Our immunity works as a finely balanced system to repel bacteria and viruses. Especially in these pandemic times, we need to make sure it's running at full speed.
So we go straight to the issue with what vitamins to load your body on the eve of autumnso that we can prepare our immunity for the upcoming virus attacks.
Vitamin D
Start with vitamin D. Just 15-20 minutes of exposure to the summer sun stimulates our body to produce enough vitamin D. for the whole day. The sun vitamin is known to play a role in maintaining normal immune function. Studies show that chronic low vitamin D status may be associated with an increased risk of type 1 diabetes and multiple sclerosis.

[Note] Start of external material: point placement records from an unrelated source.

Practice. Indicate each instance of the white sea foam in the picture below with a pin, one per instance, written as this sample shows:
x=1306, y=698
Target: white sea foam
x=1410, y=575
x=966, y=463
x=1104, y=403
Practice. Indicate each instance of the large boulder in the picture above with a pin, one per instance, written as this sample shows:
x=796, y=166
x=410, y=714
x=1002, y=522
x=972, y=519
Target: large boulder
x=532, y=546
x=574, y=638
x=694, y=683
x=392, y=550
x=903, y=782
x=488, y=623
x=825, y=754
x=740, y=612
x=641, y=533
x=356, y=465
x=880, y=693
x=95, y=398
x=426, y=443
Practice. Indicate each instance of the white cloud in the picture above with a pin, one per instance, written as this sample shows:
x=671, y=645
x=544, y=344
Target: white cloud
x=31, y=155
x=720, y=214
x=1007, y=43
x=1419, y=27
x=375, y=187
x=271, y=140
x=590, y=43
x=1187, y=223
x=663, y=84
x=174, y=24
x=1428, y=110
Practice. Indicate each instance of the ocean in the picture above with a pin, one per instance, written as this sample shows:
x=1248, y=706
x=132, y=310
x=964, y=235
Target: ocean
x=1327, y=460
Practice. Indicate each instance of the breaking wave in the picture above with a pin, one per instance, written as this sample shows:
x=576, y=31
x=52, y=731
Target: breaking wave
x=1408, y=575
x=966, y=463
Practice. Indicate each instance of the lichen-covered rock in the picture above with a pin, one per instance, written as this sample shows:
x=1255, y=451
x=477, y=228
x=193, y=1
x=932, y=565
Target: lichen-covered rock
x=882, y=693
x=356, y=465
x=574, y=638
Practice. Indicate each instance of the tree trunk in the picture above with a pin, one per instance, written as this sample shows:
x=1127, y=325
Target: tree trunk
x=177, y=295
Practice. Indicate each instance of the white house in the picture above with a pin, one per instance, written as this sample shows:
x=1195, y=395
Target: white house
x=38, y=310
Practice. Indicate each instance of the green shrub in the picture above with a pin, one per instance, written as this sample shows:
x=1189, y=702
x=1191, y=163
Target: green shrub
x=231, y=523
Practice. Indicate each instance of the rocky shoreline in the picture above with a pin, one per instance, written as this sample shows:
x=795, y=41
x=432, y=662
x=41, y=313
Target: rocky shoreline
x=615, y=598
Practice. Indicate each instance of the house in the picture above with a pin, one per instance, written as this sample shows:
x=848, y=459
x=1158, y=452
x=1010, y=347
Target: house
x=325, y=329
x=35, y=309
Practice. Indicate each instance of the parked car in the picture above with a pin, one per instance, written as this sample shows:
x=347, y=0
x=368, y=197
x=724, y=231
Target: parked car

Some vulnerable groups are advised to take a vitamin D supplement daily throughout the year. These include children under the age of 5, pregnant and lactating women, people aged 65 and over, and those who are attached at home or cover their skin for cultural reasons. These groups receive too little sunlight and have an increased need for vitamin D.
Vitamin C
You may be surprised that vitamin C does not prevent colds and flu, but it can still reduce the duration and severity of symptoms. Vitamin C acts as an antioxidant, protecting the body from diseases, including heart disease and cancer. Stock up on fresh citrus fruits such as oranges and lemons and other fruits such as kiwis, strawberries and blueberries for extra boost the immune system for the upcoming autumn and winter months. Green vegetables and potatoes also contain high levels of this vitamin.
Vitamin A
Another important one vitamin with which you need to stock your body on the eve of autumn, is vitamin A. In addition to supporting tissue repair and growth, it also helps strengthen the immune system and maintain good vision. Fortunately, it is easy to include in your diet, as the main food sources include milk, egg yolks, liver, fatty fish (herring, tuna and sardines), carrots, tomatoes, green leafy vegetables, mangoes and apricots.
Iron
The iron is a key mineral for the formation of red blood cells, which carry oxygen to the body. Good iron intake is necessary for various reasons. Iron deficiency leads to anemia - the body is unable to transport oxygen, causing lethargy and lethargy. Women should also be careful to replace the iron lost during the menstrual cycle so as not to feel weak and tired.
The best source of this mineral can be found in red meat, although if you are a vegetarian, less content can be found in cereals, bread, flour, eggs, beans, lentils and dried fruits. It is recommended that iron be taken with vitamin C to help it be absorbed into the bloodstream.